Momentum10 welcomes back Swedish artist Johanna Billing for a third time. She first exhibited at Momentum in 2000 and then a second time in 2006. This year, Johanna Billing presents a new film titled In Purple which stems from the activities of Mix Dancers, a group of self-organised women who for 12 years have run a hip-hop/afro and dance group and accompanying dance school called the Mix Dancers Academy for young women and girls. The group is based in Råslätt, a suburb of Jönköping in central Sweden. Råslätt was built around a centre, comprising schools, sports fields, a church and other public services and was part of the ambitious million home public programme of the 60s and 70s. Like many other estates of the time, the majority of outdoor spaces have favoured male activity and presence and a space for dance was never considered within the urban planning.

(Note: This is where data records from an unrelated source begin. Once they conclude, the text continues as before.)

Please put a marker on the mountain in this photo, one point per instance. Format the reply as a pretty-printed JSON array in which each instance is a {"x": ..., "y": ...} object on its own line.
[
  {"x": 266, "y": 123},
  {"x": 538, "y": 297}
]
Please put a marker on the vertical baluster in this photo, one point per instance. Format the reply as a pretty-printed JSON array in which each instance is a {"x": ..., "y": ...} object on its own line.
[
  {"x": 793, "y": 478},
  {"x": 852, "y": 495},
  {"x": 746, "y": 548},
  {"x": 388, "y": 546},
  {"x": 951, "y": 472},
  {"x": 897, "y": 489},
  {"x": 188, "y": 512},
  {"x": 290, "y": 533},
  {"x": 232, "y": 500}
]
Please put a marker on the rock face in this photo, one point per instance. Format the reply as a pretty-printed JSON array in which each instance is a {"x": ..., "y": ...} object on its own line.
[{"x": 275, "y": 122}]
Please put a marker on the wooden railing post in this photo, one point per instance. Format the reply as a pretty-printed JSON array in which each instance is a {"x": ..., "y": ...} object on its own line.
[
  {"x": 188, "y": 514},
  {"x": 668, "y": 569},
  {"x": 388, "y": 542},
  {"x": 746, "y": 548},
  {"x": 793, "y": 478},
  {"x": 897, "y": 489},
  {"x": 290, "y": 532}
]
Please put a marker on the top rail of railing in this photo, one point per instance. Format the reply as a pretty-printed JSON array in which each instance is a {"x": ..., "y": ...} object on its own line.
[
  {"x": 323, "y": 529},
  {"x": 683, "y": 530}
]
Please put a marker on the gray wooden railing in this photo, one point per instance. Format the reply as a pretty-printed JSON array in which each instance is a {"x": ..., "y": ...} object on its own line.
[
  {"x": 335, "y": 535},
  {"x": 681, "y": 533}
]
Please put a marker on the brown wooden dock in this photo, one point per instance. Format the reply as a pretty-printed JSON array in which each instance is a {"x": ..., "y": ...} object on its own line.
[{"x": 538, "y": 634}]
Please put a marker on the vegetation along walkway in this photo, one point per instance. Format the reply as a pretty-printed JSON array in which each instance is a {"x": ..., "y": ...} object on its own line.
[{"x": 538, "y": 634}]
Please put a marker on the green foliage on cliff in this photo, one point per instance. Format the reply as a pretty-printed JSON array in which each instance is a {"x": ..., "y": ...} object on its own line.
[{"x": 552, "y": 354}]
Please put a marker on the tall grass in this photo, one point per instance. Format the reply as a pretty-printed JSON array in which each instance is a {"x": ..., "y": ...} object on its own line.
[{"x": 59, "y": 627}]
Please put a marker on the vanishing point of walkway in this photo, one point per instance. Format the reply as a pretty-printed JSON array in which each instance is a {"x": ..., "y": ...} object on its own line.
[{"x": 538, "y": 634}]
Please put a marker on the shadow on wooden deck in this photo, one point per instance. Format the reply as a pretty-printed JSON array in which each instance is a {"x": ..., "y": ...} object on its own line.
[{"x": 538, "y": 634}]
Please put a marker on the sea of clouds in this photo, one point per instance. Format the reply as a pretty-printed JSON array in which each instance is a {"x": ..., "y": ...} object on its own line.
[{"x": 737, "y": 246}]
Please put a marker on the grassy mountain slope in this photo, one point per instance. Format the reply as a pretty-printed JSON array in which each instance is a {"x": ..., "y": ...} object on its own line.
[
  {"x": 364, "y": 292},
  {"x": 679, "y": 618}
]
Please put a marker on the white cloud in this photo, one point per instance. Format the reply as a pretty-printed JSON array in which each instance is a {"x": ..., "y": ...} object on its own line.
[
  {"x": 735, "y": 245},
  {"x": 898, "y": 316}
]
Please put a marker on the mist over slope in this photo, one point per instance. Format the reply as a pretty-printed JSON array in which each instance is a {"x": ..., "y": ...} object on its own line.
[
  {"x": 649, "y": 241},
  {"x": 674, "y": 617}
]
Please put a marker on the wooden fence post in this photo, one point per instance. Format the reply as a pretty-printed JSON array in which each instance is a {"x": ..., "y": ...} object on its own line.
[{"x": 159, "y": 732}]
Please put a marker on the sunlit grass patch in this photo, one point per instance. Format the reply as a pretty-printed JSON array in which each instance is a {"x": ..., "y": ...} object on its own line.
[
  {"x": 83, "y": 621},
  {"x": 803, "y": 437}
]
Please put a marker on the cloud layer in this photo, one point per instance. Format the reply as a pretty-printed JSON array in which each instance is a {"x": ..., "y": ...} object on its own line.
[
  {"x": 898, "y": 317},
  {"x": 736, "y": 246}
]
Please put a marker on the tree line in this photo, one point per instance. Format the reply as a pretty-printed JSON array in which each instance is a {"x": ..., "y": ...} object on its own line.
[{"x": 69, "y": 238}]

Today, Mix Dancers are powerful role models of their community who struggle to manage the school on a voluntary basis and provide hundreds of children with dance lessons. In the film, we witness a choreography taking place in which the older members pass on the tradition of running the dance school to a younger group of dancers. They work together to carry large, fragile panes of purple glass that represent their rented, windowless basement and despite the lack of support from politicians or the municipality, they willingly move forward to continue the heavy responsibility of continuing the dance school.

Johanna Billing 2 Web

BIOGRAPHY
Johanna Billing (b. 1973, Jönköping, Sweden) has been making video works since 1999 that weave together music, movement and rhythm. Merging the production modes of collective live events and workshops with a cinematic language, Billing in part directs the participants and in part activates a series of improvisations around the notion of performance and the possibility it holds to explore issues of the public and the private as well as the individual in the society as a whole. Billing often addresses political climates and cultural specificities, but more importantly she transforms, through a documentary method, her filmmaking in a fictive space to examine actual and contrived events and how that filmed compression illuminates their overlap. Billing’s films often involve music, which in her hands becomes a tool for communication, memory and reconstruction.